D'autre part, la voie est ouverte au panthéisme : dans son extase auditive, Christophe entrevoit une « immensité sonore, sans rivage et sans bornes », et s'y perd, tout comme dans la Préface de Jean-Christophe l'« agitation humaine » se perdait dans « le silence des espaces infinis ». Ici le silence, là l'« immensité sonore ». Est-ce contradictoire ? Nullement : l'un et l'autre ont le

caractère de l'infini, synthèse ultime au sein de laquelle son et silence, plein et vide ne font qu'un. Dans la grande unité cosmique, les contraires n'ont pas la place de s'opposer ; ils se complètent. Si l'univers entrevu par Christophe « déborde Dieu », c'est que ce Dieu n'était pas le bon : il était nécessaire à Christophe de rejeter cette fausse divinité, carcan des esprits faibles. Le moment

venu, il retrouvera le Dieu qu'il cherchait.

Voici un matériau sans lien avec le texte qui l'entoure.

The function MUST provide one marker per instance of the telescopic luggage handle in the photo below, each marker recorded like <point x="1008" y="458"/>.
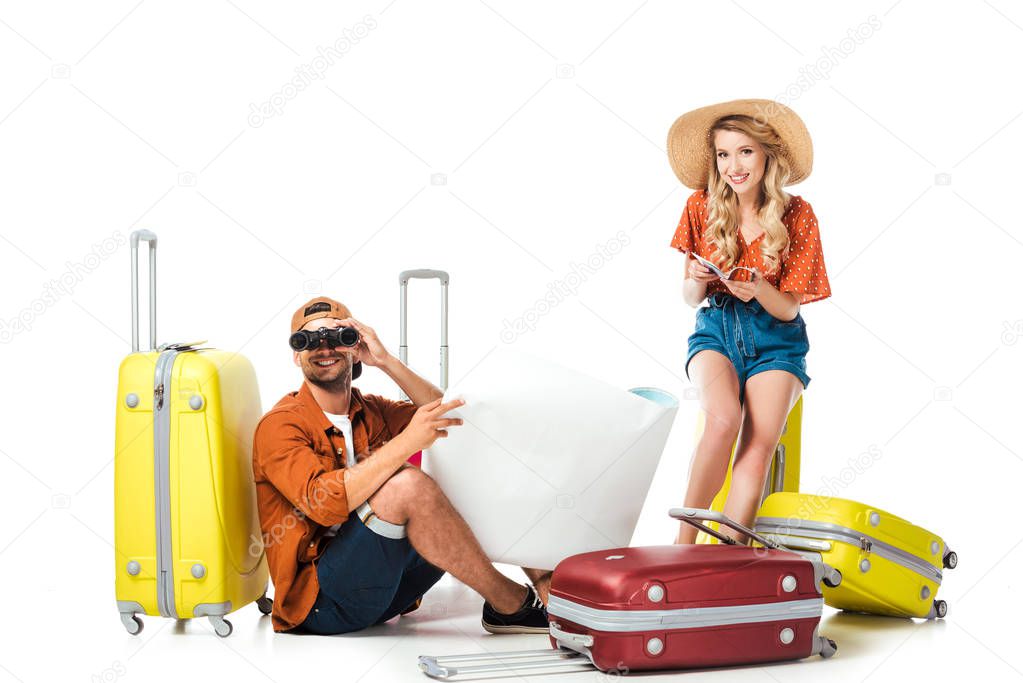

Mais pour l'heure, il choisit un paganisme radical : face à Leonhard qui trouve « refuge dans la foi », cet autre Zarathoustra qu'est Christophe va « se révolter contre les pensées ascétiques » et « se lancer follement dans les passions ». Incapable de retrouver son « stoïcisme d'hier », il se sent appelé par le monde « brûlant, sauvage » qui s'ouvre devant lui. C'est ici qu'il devient, temporairement, un véritable homme nietzschéen. Il a déjà l'intuition du panthéisme, et, à terme, il y reviendra. Mais la sagesse requise lui fait encore défaut.